It does. There's constant fretting over Windows servers doing down, while the Sun, HP and IBM UNIX servers just keep humming for years.
I think the reason Windows has so much presence in the servers is because of cost-cutting measures back when UNIX was far more expensive than Windows. The government wanted to save money, so it started migrating from UNIX. What the government didn't realize was that what it was saving in purchase price it was losing in extra personnel hours, down time and complexity (several cheaper boxes to do the job of one solid expensive one). Do you realize what a headache it is to run Exchange to provide email for 20,000 people? It's frickin' insane!

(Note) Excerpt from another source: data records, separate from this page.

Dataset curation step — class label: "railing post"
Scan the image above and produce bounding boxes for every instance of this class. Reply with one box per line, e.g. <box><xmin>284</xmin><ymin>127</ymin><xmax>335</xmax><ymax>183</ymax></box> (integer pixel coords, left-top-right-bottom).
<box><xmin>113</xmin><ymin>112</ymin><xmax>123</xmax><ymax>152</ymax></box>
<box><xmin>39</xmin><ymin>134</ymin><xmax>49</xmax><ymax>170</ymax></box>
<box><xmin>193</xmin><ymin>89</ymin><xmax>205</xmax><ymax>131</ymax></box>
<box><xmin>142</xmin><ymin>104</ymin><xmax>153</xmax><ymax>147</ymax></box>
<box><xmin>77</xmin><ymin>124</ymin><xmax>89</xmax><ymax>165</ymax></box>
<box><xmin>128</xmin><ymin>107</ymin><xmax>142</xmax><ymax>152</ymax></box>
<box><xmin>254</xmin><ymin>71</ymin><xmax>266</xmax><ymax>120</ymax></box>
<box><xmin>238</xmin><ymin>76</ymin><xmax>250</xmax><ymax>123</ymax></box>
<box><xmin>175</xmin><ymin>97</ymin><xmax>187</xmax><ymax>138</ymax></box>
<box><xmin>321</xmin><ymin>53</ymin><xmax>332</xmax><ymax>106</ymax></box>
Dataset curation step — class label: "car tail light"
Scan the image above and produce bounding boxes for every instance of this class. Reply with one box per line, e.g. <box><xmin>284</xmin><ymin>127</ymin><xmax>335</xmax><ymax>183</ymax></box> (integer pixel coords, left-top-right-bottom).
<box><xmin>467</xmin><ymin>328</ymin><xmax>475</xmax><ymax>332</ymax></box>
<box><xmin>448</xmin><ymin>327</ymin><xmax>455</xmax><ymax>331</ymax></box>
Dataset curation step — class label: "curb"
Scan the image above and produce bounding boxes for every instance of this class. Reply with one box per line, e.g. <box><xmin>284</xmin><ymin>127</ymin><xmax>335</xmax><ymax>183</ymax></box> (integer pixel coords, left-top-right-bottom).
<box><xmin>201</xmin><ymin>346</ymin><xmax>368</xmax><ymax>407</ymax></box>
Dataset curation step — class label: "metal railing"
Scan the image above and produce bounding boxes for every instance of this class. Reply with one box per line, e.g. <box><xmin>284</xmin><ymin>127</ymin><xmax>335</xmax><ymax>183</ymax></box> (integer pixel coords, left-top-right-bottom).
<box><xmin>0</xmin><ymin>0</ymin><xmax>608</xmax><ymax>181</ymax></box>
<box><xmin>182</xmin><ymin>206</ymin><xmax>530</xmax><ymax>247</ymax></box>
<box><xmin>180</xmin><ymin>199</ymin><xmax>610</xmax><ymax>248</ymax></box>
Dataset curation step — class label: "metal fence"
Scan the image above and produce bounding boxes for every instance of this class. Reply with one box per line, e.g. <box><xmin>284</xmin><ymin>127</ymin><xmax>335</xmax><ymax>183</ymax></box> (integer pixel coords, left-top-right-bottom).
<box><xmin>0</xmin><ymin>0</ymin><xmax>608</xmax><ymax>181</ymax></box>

I'm not saying unix is a bad OS. But to say they are fretting of windows is silly. You have to compare how the windows machine is maintained and managed vs. the unix system. The unix systems tend to have knowledgeable IT guys making 6 figures running them. Windows has 1 6 figures guy managing a bunch of guys in the 50-80K range. You don't get to touch the unix system til your certified but windows they throw the keys at you.
Plus a lot of windows servers are kept at people's desk and have no UPS or AV protection. Sure cost has a big part to play in it, but it's not as much the hardware costs but the operations costs.
No it's not. I've supported well over that number. The key is you have to buy the right hardware up front. Then Exchange runs like a champ. But it also requires a sound AD implementation.